Il faudra attendre l’ordonnance pour connaître les obligations et droits des parties, vis à vis de la copropriété et leurs rapports dans le cadre du recouvrement des charges, l’entretien des parties communes et le règlement d’occupation des lieux.

Dans l’attente de l’ordonnance, nous pouvons nous interroger sur plusieurs points.

Quel avenir aura cette loi dans le cadre de l’annulation du PTZ dans les zones B et C ?

Comment un propriétaire ne peut-il pas avoir des droits sur les décisions qui concernent les parties communes de son bien ?

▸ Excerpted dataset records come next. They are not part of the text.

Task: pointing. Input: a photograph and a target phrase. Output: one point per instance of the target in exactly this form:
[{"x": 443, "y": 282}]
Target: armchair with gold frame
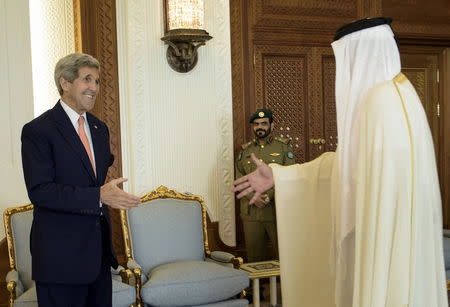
[
  {"x": 21, "y": 287},
  {"x": 166, "y": 243}
]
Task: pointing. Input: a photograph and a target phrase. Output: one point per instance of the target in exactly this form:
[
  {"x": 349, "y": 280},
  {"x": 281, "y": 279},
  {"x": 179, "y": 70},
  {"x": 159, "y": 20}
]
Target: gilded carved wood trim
[{"x": 160, "y": 193}]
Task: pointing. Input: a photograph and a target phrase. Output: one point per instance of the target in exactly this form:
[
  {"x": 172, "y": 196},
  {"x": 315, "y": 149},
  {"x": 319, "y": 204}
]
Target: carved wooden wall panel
[
  {"x": 329, "y": 103},
  {"x": 97, "y": 24},
  {"x": 267, "y": 32}
]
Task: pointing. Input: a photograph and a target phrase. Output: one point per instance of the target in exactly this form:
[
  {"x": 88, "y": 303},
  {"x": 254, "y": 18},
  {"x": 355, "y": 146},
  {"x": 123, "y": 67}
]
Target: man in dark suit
[{"x": 66, "y": 156}]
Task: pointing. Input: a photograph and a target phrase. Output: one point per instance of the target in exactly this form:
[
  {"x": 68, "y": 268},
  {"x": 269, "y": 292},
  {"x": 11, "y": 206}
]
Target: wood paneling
[
  {"x": 282, "y": 59},
  {"x": 419, "y": 19},
  {"x": 96, "y": 28}
]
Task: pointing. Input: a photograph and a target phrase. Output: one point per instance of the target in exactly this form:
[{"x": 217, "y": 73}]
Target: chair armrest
[
  {"x": 121, "y": 274},
  {"x": 14, "y": 285},
  {"x": 226, "y": 258},
  {"x": 446, "y": 233},
  {"x": 139, "y": 278}
]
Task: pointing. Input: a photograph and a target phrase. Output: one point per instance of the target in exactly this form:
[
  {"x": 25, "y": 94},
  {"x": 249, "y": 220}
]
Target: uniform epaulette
[
  {"x": 283, "y": 140},
  {"x": 244, "y": 146}
]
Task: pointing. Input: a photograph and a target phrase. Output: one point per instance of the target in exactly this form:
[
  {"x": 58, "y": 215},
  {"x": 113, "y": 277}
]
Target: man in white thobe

Comment les bailleurs sociaux devront-il gérer ce bouleversement ?

La gestion des parties privatives et exclusives ne pourra bénéficier de l’ensemble des procédures couramment utilisé dans le logement social.

Et la gestion des parties communes est sous la responsabilité commune des copropriétaires, ce qui impose des décisions partagées entre organisme social et copropriétaires privés.

D’autre part, l’organisme HLM devra dorénavant être un copropriétaire au sein de copropriété verticale :

  • D’une part de parties communes dont il ne détient plus de logements ;
  • Et d’autre part des lots entiers encore disponibles (des parties privatives et communes dans leurs totalités).

L’Assemblée générale des copropriétaires étant compétente pour fixer toutes les interventions techniques d’entretien et de stratégie de patrimoine, ce qui représente un changement de mode de fonctionnement pour les bailleurs sociaux.

Ces aspects complexes du démembrement de propriété nécessitant une gestion et des moyens humains supplémentaires au sein d’une organisation adaptée aux différentes réalités pour chacune des copropriétés et une présence suivie aux différentes instances de la copropriété.